NAN: Have you had an experience where it hasn’t been a good fit? If so, what did you do?
DIANA: I was working with one family at a very discounted rate because they had three kids. I wasn’t feeling good when I was going there. I was stressed out. I think I was making a difference in one of the child’s lives, but the parent wasn’t into it. She wanted the best deal and she didn’t see it as an investment for her child. It became babysitting services.
And sometimes it wasn’t great because the child wasn’t emotionally ready for it. There were times I had to send him home because he was so distraught. I had to put on that “social worker hat.” I learned a lot from that experience. I developed better strategies to use—again, making sure it’s the right fit. And I actually raised my prices August 1. It took me a long time to do that.
NAN: Trying to get the parent on board has got to be challenging.
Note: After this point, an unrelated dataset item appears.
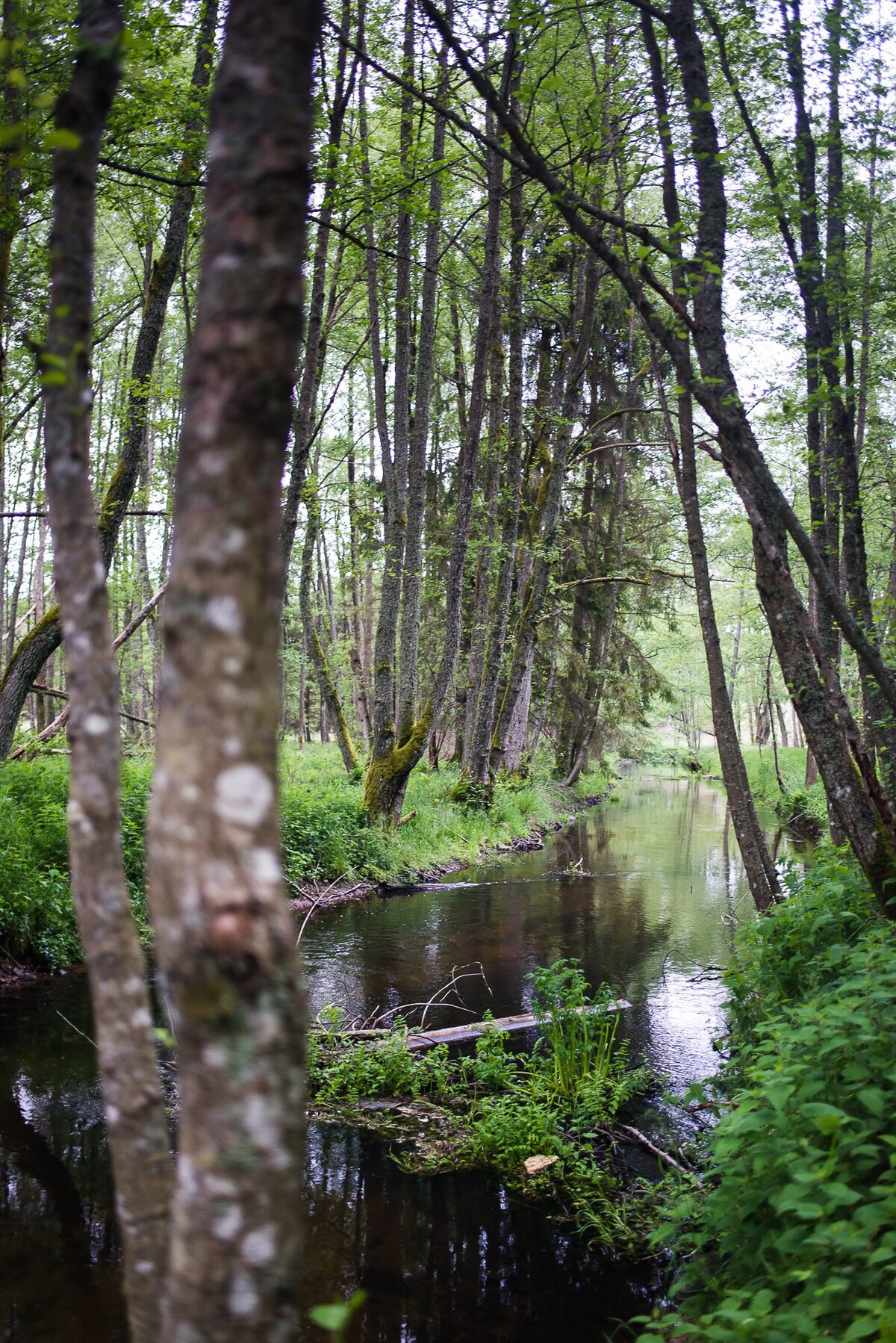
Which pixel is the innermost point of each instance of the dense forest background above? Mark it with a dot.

DIANA: Right. The parents are tough. The biggest thing is calling 24 hours before canceling an appointment. I created a contract, which was tricky. You have parents who buy in, it’s every week and they are going to be there. And then some parents push the limits.
I think raising my prices was good, so parents became more respectful. Yes, it’s a lot of money, but it’s a good investment because it’s for their children’s education, so parents were taking it more seriously.
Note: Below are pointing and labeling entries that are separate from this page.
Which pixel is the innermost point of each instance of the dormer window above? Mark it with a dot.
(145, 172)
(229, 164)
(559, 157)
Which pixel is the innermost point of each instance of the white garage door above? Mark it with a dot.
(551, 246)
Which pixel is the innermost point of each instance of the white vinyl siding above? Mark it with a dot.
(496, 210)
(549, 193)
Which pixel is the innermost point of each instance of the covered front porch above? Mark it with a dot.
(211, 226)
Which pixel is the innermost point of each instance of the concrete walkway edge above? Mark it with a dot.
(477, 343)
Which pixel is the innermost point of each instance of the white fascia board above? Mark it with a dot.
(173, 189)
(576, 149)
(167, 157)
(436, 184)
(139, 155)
NAN: Any other startup challenges?
DIANA: I made some mistakes with marketing in the beginning. I spent over $1,000 on a mailer. I think it was a bad decision and I was pretty upset about it.
It was one of those mistakes you make once and you’re not going to make it again. But they’re expensive mistakes. Since then, I’ve worked with the business coach, I also go to the library for different resources, and I try to go to workshops try to learn marketing techniques.
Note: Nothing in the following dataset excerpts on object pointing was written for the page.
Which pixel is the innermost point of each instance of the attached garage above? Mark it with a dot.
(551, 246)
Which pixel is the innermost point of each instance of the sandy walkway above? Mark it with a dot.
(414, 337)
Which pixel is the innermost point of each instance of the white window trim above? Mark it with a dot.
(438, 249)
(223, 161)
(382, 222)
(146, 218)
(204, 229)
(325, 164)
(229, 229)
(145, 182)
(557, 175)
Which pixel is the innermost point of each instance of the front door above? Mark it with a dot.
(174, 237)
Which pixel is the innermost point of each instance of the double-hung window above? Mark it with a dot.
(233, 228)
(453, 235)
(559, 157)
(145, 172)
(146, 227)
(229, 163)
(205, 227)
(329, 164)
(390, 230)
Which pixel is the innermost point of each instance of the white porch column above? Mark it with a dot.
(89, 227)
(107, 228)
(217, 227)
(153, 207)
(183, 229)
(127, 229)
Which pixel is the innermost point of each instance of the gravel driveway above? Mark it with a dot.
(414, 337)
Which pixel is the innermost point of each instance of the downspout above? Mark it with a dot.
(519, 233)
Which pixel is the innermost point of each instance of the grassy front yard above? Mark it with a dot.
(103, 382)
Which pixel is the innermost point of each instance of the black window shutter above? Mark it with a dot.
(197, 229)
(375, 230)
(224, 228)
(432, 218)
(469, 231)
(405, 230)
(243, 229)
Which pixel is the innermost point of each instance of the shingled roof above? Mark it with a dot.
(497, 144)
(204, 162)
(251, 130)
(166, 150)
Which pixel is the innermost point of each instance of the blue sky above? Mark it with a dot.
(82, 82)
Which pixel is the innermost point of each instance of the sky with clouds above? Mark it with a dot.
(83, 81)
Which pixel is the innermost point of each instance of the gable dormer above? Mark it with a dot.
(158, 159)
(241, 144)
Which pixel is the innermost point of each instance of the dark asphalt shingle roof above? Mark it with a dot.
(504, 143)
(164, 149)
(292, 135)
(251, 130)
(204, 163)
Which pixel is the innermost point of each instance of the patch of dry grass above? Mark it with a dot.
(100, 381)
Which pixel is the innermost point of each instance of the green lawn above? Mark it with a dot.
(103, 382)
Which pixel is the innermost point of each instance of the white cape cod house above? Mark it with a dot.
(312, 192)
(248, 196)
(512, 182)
NAN: At what point did you realize you needed to bring in a business coach?
DIANA: Probably after the mailer. After the mailer was when I decided to hire someone. I found her on Facebook in one of the business groups.
NAN: Do you have any other advice for other aspiring business owners?
DIANA: Like I said, I want to go slowly. I don’t want to make the business too big. What makes us different is our passion and creating the time to develop positive relationships and hire the right people. They can either make or break your name.
Word of mouth is your best marketing tool. If people are happy and they know they can trust you, they will hire you. So that’s my biggest thing, I don’t want the business to spiral out of control. I want to go very slowly, so I do it right.